Sascha muted the channel and gave us a look that said Could it be any more obvious? "It couldn't have parsed that. There were three linguistic ambiguities in there. It just ignored them."
"Well, it asked for clarification," Bates pointed out.
"It asked a follow-up question. Different thing entirely."
Bates was still out of the loop. Szpindel was starting to get it, though.. .
Blindsight is such a great novel. It has not one, not two but three great sci-fi concepts rolled into one book.
One is artificial intelligence (the ship's captain is an AI), the second is alien life so vastly different it appears incomprehensible to human minds. And last but not least, and the most wild, vampires as a evolutionary branch of humanity that died out and has been recreated in the future.
Also, the extremely post-cyberpunk posthumans, and each member of the crew is a different extremely capable kind of fucked up model of what we might become, with the protagonist personifying the genre of horror that it is, while still being occasionally hilarious.
Despite being fundamentally a cosmic horror novel, and relentlessly math-in-the-back-of-the-book hard scifi it does what all the best cyberpunk does and shamelessly flirts with the supernatural at every opportunity. The sequel doubles down on this, and while not quite as good overall (still exceptionally good, but harder to follow) each of the characters explores a novel and sweet+sad+horrifying kind of love.

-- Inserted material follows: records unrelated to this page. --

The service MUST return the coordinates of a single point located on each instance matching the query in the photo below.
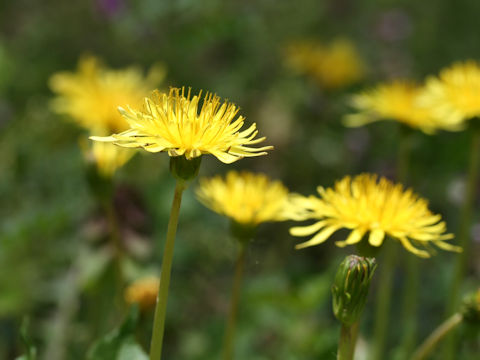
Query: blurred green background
(51, 229)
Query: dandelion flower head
(333, 65)
(455, 93)
(181, 124)
(92, 94)
(399, 101)
(247, 198)
(379, 208)
(143, 292)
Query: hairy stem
(161, 307)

Oooh, I didn't even know it had a sequel!
I wouldn't say it flirts with the supernatural as much as it's with one foot into weird fiction, which is where cosmic horror comes from.
Characters in the sequel include a hive-mind of post-science innovation monks, a straight up witch who charges their monastery at the head of a zombie army, and a plotline about finding what the monks think might be god. And that first scene, which is absolute fire btw.
Primary themes include... Well the bit of exposition about needing to 'crawl off one mountain and cross a valley to reach higher peaks of understanding', and coping as a mostly baseline human surrounded by superintelligences, 'sufficiently advanced technology', etc.